La situazione delle emittenti private a metà degli anni ’70 è paragonabile a un “mucchio selvaggio” e Berlusconi fiuta l’affare: la televisione privata è il business del futuro. Vuole dei programmi vivaci, colorati, ma al tempo stesso rassicuranti, e la pubblicità deve esserne l’anima. Il monopolio della Rai viene aggirato dal cosiddetto “pizzone” di Berlusconi, un nastro registrato con programmi e pubblicità che viene consegnato a tutte le emittenti, sparse lungo il territorio nazionale, affiliate con Canale5, che ha ormai sostituito TeleMilano. Con questo escamotage rudimentale quanto geniale, una piccola televisione locale di Milano riesce a far sentire la sua voce in tutta Italia e a vendere tanta, tantissima, pubblicità.

E così, durante la coda sanguinosa degli anni di piombo Berlusconi fa sognare i telespettatori, raccontando un’Italia che ancora non esiste, ma che si paleserà da lì a poco. Intere generazioni crescono davanti ai teleschermi del gruppo Fininvest, che mandano in onda telequiz, soap opera, telefilm americani, cartoni animati giapponesi, calcio, programmi comici.

Berlusconi parla al consumatore e agli inserzionisti, mentre la TV di Stato si rivolge al cittadino: da questo momento i confini tra i due mondi si faranno più labili, la comunicazione berlusconiana plasma un pubblico nuovo, che presto diventerà elettorato. E non si ferma: per tutti gli anni ’80 l’impero di Berlusconi cresce così a dismisura, inglobando, oltre alle televisioni e alla pubblicità, anche l’editoria, giornali, riviste, assicurazioni, banche, catene di negozi e una squadra di calcio, l’AC Milan, rendendo ancora più popolare la sua immagine di imprenditore di successo.

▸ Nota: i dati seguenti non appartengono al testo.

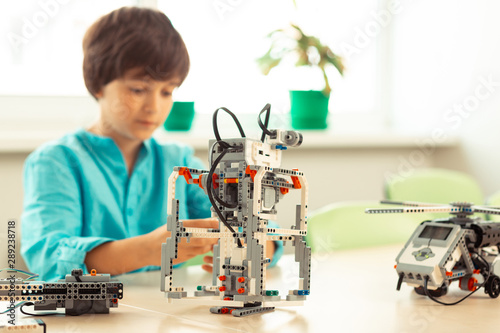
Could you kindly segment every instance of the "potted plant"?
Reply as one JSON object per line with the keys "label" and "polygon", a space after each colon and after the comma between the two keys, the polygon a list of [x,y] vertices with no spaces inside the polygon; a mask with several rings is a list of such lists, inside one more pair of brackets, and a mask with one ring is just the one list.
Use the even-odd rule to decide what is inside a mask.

La docuserie racconta la straordinaria storia di una delle più famose e controverse personalità europee. Tre puntate della durata di 50’ ciascuna, nessun narratore, ma un cast selezionato di testimoni, capaci di confidenze e aneddoti inediti. Un racconto vero, sincero, emotivamente coinvolgente, ricco di storie mai raccontate prima. Oltre alle interviste, la serie è costituita da materiale di repertorio, in parte inedito o raro.

Divertente, sorprendente, ironica: la serie usa la musica, gli archivi e i racconti personali come elementi chiave di una storia di grande impatto visivo, con una forte costruzione drammaturgica, una scrittura capace di raccontare cos’è stato Berlusconi non solo al pubblico italiano, ma anche agli spettatori internazionali.